À moins d'un mois du scrutin européen du 25 mai, la France se prépare à l'adoption de son fameux pacte dit de responsabilité. Sans entrer ici dans l'examen des dispositions concrètes proposées par le Premier ministre à l'Assemblée nationale ce 29 avril, on doit souligner que l'ensemble du dispositif vise à un rattrapage de la situation budgétaire d'un pays saigné à blanc par le fiscalisme, et par là même économiquement de plus en plus distancé par ses partenaires européens.
Sans préjuger par conséquent de l'efficacité, dont on doit douter, des mesures gouvernementales, il faut comprendre, c'est-à-dire ou bien refuser, ou bien accepter le principe d'une meilleure cohésion continentale, ceci dans l'intérêt même du peuple français.

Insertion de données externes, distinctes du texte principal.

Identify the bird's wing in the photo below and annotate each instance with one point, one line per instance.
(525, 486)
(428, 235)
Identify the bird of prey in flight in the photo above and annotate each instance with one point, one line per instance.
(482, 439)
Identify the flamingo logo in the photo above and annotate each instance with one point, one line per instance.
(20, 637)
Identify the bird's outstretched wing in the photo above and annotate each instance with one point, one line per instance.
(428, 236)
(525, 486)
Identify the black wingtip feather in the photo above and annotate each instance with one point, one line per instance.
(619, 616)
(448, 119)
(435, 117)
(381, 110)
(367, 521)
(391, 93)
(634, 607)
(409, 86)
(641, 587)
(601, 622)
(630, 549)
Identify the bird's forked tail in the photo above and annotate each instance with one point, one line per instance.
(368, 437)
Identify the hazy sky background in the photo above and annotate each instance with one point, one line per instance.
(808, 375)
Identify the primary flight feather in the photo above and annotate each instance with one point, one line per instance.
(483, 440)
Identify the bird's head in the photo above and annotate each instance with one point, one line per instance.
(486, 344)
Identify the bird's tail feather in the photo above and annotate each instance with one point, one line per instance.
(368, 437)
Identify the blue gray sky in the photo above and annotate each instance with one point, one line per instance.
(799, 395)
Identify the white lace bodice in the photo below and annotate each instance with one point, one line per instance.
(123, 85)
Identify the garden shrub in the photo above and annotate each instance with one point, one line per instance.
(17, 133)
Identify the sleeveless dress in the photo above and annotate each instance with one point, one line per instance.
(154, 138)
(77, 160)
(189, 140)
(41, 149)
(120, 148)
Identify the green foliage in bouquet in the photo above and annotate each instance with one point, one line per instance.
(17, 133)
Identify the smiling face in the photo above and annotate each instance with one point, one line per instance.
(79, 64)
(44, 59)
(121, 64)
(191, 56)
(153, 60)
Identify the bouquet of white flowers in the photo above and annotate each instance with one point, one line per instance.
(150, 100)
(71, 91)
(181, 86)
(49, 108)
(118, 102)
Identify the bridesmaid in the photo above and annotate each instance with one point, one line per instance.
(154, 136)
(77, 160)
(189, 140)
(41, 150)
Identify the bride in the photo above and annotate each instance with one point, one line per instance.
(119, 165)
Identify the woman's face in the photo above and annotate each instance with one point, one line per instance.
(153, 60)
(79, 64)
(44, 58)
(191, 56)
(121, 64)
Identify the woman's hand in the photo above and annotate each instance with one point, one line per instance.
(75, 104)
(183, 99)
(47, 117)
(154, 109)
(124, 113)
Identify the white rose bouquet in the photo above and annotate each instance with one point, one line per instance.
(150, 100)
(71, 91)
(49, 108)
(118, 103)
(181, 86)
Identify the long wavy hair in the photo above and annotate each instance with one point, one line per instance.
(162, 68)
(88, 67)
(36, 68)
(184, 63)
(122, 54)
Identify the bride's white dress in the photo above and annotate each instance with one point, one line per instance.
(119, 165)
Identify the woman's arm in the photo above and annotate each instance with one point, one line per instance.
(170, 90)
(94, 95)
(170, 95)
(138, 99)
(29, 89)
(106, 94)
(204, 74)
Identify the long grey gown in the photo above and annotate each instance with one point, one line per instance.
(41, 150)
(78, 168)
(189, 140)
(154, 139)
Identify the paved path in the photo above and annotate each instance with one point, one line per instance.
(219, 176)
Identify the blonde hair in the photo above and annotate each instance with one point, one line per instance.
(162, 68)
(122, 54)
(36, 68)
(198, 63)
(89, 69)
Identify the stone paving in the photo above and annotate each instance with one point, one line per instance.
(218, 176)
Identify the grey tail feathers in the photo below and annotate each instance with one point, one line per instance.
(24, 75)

Dans quelques jours vont ainsi se dérouler les élections désignant le parlement de l'Union européenne. Pour la 8e fois depuis 1979 elles se déroulent au suffrage universel. Mais pour la première fois depuis la signature du traité de Rome en 1956, cette assemblée aux compétences évolutives va disposer du pouvoir de contrôler l'exécutif au sein des institutions. Elle va se trouver en mesure notamment d'imposer son choix pour le président de la Commission de Bruxelles. Jusqu'ici en effet cette nomination était laissée à la discrétion des chefs de gouvernements des États-Membres composant le Conseil européen.
Cette novation elle-même ne fait pas l'unanimité au sein des forces politiques du continent. Elle les sépare en deux groupes. Les uns y voient le comblement heureux du déficit démocratique évident dont pâtissent depuis un demi-siècle les institutions communautaires jugées technocratiques. Les autres rejettent au contraire, mais avec plus ou moins de véhémence, ce qu'ils dénoncent comme une atteinte à la souveraineté des États, donc des nations, donc des peuples.
Observons à cet égard qu'un étiquetage trop commode des positions respectives, les qualifie de "souverainistes" et de "fédéralistes". Ce recours à des termes mal définis obscurcit un débat qui pourtant pourrait rester clair et pratique. Je me souviens ainsi d'un interlocuteur anglais, se définissant lui-même comme "eurosceptique" et qui ne comprenait pas ce que les Français entendaient par "souverainisme" qui me semble cependant assez proche en fait des positions qu'il exprimait lui-même.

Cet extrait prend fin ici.